Over the last four days, however, the GOP presidential nominee and his top aides have issued contradictory signals as to whether Trump is backing off that core campaign pledge.

Aides have not said if Trump’s plan is under review because it appears politically unpalatable with moderate Republicans, or because forced deportations of millions of people would be prohibitively expensive and probably logistically impossible.

For now, the campaign has yet to provide specifics on how mass removals would be carried out, who would be targeted, and how much it would cost.

Immigration and Customs Enforcement deported 235,413 people last year, down from a record high of 409,849 in 2012, according to ICE records.

The fall-off followed the Obama administration’s efforts to target individuals who threaten public safety or national security and not deport those with clean records and strong family ties in the U.S.

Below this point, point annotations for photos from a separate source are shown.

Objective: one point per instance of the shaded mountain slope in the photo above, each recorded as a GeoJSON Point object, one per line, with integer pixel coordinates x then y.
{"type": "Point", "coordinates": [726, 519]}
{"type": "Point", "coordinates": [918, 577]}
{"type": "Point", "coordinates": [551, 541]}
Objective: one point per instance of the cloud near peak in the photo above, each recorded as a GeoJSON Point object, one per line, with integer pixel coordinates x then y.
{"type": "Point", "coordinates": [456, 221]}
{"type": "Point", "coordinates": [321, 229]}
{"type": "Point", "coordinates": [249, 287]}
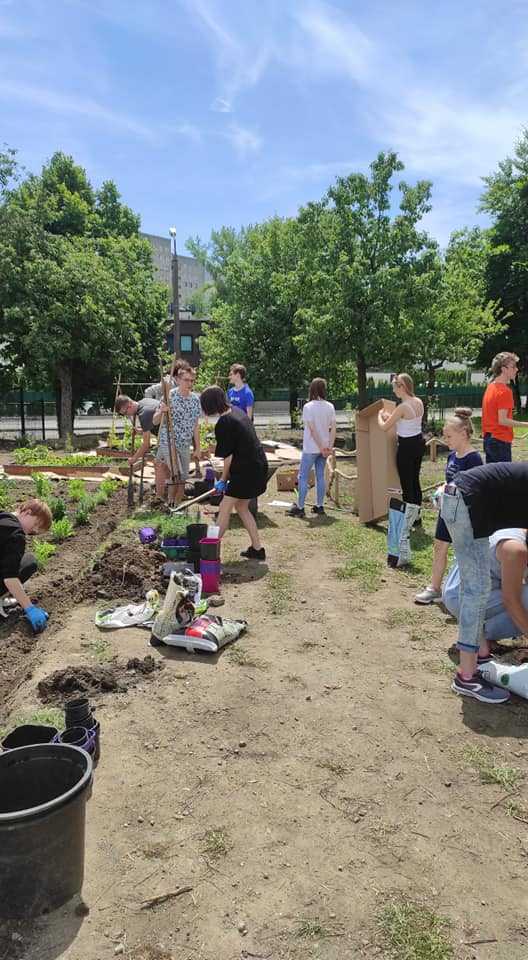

Independent groups have expressed widespread skepticism that a Trump administration could dramatically ramp up that process without disrupting key sectors of the economy, tearing apart millions of families and violating civil liberties on a mass scale.  

In May, a report by the right-leaning think tank American Action Forum estimated that finding, detaining, legally processing and deporting everyone who is in the country illegally would cost up to $300 billion.

To meet Trump’s two-year goal, the report said, Congress would need to appropriate money to hire, train and field about 90,000 immigration apprehension agents — up from 5,000 Enforcement and Removal Operations officers today.